2. Third-Party Exposure

Attackers target less-secure networks owned by third parties that have access to the target network. Third-party exposure allows cybercriminals to attack secure networks that cannot be breached directly.

An example of a third-party exposure incident occurred in early 2021 when hackers targeted Facebook, Instagram, and LinkedIn by hacking Sociallarks, a third-party firm contracted by these three tech companies. The attackers managed to leak personal data from 214 million accounts from these three companies through Sociallarks’ privileged access to the companies’ networks.

Cases of third-party exposure are expected to go up in 2022 due to the growing trend of tech giants contracting freelancers to perform tasks that were once assigned to full-time employees. The COVID-19 pandemic has forced organizations to adopt remote working strategies. Ergo, tech companies will continue to rely on third parties to get work done. 

3. Configuration Errors

Errors in software setup and installation are common in most systems including professional security software. Such misconfiguration errors pose security risks to personal computers and workstations as they can be easily exploited by cybercriminals.

Research conducted by Rapid7, a cybersecurity firm based in the United States shows that 80% of the external penetration tests conducted found exploitable misconfiguration mistakes.

Mental health issues brought by the pandemic have impacted work performance which may contribute to these errors. Hence, configuration mistakes are likely to go up in 2022.

4. Poor Cyber Hygiene

Cyber hygiene is an informal term used to describe regular safe habits to practice when accessing the internet.
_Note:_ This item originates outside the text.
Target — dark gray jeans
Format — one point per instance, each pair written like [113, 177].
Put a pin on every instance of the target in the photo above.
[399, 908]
These habits include the use of VPN, implementing two-factor authentication (2FA), and the use of strong passwords.

Around 60% of organizations count on human memory to manage passwords and 42% of organizations manage passwords using sticky notes. Over 50% of IT departments do not require the use of 2FA to access organization accounts. These numbers point to poor cyber hygiene.

As remote working becomes the new normal, this problem is expected to persist. Systems accessed with weak passwords are now accessed from insecure home networks increases the risk of cyberattacks. 

5. Cloud Vulnerabilities

Cloud vulnerabilities have increased by 150% in the last five years. Cloud security is one of the fastest-growing cybersecurity market segments due to factors like remote working, increased use of cloud computing, and lack of cybersecurity awareness. 

6. Mobile Device Vulnerabilities

Mobile devices usage reached an all-time high during the COVI9-19 pandemic. From remote working to touchless payments, mobile devices have been essential for day-to-day activities. With such a large number of people using mobile devices, cybercriminals have a larger target of victims.

Towards the end of 2021, cases of cybercriminals targeting Mobile Device Management Systems (MDMs) were reported. This is ironic since MDMs are meant to help companies manage company devices in a manner that protects corporate data. 

7. Ransomware

Ransomware attacks not only cost companies money, but also they interfere with business operations with the average system downtime after a ransomware attack being 21 days.

Today ransomware is quite sophisticated, widely available, and convenient for hackers. As a matter of fact, you can subscribe to Ransomware-as-a-service (RaaS) providers to deploy ready-made ransomware tools.

In the past, ransomware attacks were executed by experienced and skilled hackers. Now, services like RaaS allow amateurs to deploy ransomware tools to potential targets. Therefore, such attacks are expected to increase this year.